Centrifuge and numerical modelling of ground-borne vibration from an underground tunnel

Abstract

Ground-borne vibration from underground tunnels is a major environmental concern in urban areas. Various studies, mostly based on numerical methods, have been conducted to investigate this problem. In the numerical models, soil stiffness and damping are commonly assumed to remain constant with depth (homogeneous assumption) in order to simplify the problem. However, various studies in the field of geotechnical engineering have shown that soil properties change with depth due to the effect of increased confining stress. This paper presents a study of the effects of variation of soil properties with depth (soil non-homogeneity) on ground-borne vibration from an underground tunnel. Both centrifuge and numerical modelling were used to perform the study. In the centrifuge model, a plastic pipe was buried within sand to model the underground tunnel. Vibration excitation was applied to the model tunnel invert by a small shaker. The tunnel and soil response was measured using accelerometers during the tests. Corresponding numerical models, based on FLAC 3D, were built to simulate the centrifuge tests.
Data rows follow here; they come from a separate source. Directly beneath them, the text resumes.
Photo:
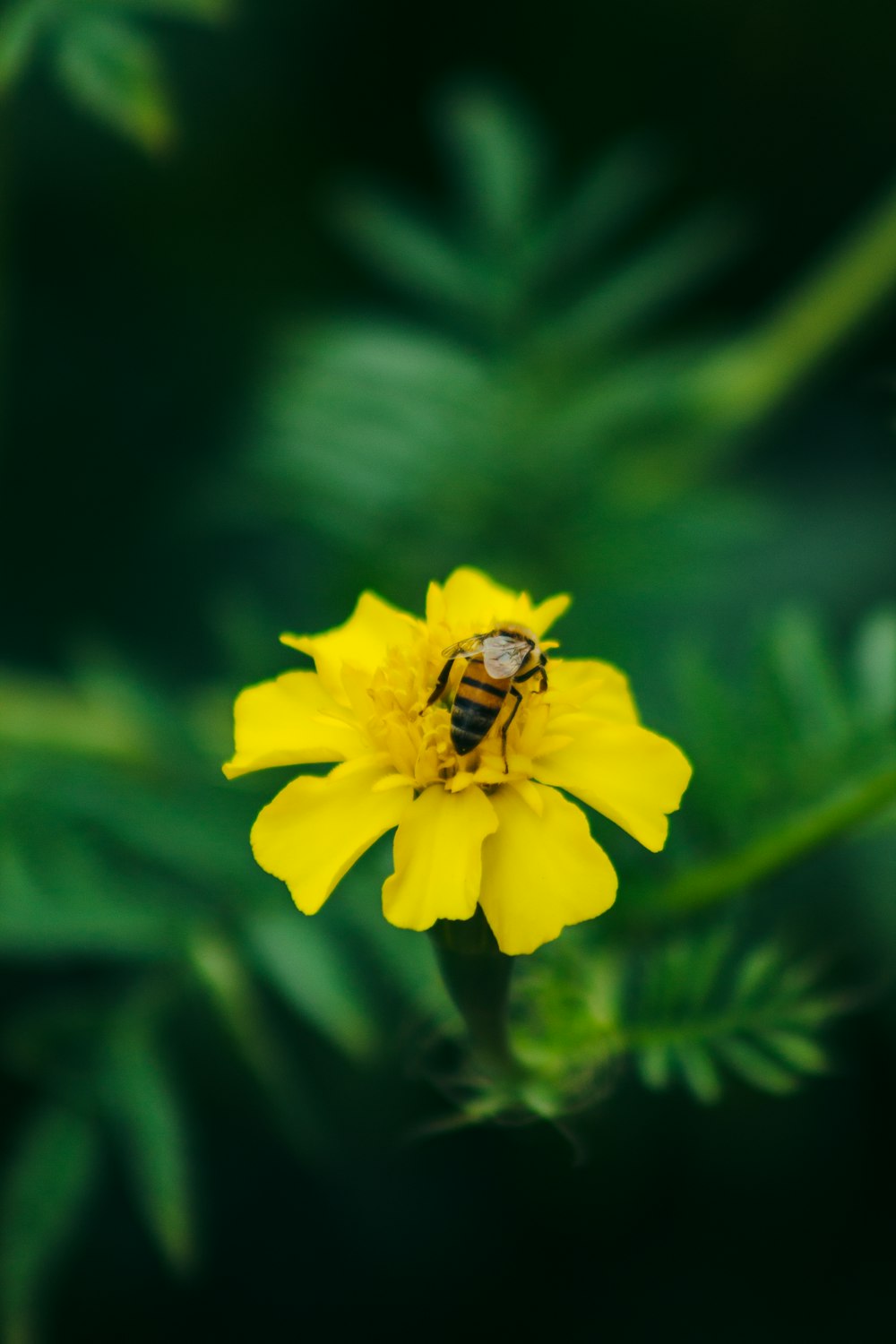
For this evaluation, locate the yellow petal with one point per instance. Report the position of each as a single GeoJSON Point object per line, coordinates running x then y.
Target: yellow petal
{"type": "Point", "coordinates": [290, 720]}
{"type": "Point", "coordinates": [362, 642]}
{"type": "Point", "coordinates": [597, 687]}
{"type": "Point", "coordinates": [438, 857]}
{"type": "Point", "coordinates": [316, 828]}
{"type": "Point", "coordinates": [541, 873]}
{"type": "Point", "coordinates": [471, 604]}
{"type": "Point", "coordinates": [632, 776]}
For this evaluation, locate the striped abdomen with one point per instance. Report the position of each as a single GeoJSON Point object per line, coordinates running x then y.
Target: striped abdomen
{"type": "Point", "coordinates": [476, 706]}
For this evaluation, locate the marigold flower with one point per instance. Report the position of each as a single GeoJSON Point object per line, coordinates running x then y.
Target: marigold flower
{"type": "Point", "coordinates": [484, 828]}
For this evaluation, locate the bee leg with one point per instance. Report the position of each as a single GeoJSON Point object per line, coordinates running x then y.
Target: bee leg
{"type": "Point", "coordinates": [440, 685]}
{"type": "Point", "coordinates": [517, 702]}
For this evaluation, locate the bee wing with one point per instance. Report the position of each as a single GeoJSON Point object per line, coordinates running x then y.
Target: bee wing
{"type": "Point", "coordinates": [504, 655]}
{"type": "Point", "coordinates": [463, 648]}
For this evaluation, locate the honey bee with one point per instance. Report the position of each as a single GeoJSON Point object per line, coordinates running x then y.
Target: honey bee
{"type": "Point", "coordinates": [497, 663]}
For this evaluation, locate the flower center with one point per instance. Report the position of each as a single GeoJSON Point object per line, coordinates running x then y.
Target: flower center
{"type": "Point", "coordinates": [418, 738]}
The potential boundary effects of the centrifuge tests were examined by the numerical models. The model responses for both homogenous and non-homogenous cases were also calculated by the numerical models. Comparison of the experimental and numerical results shows that a homogenous model can give acceptable estimates of the tunnel behaviour. However, a clear improvement of estimates of soil behaviour is observed when the variation of soil properties with depth is considered in the numerical model.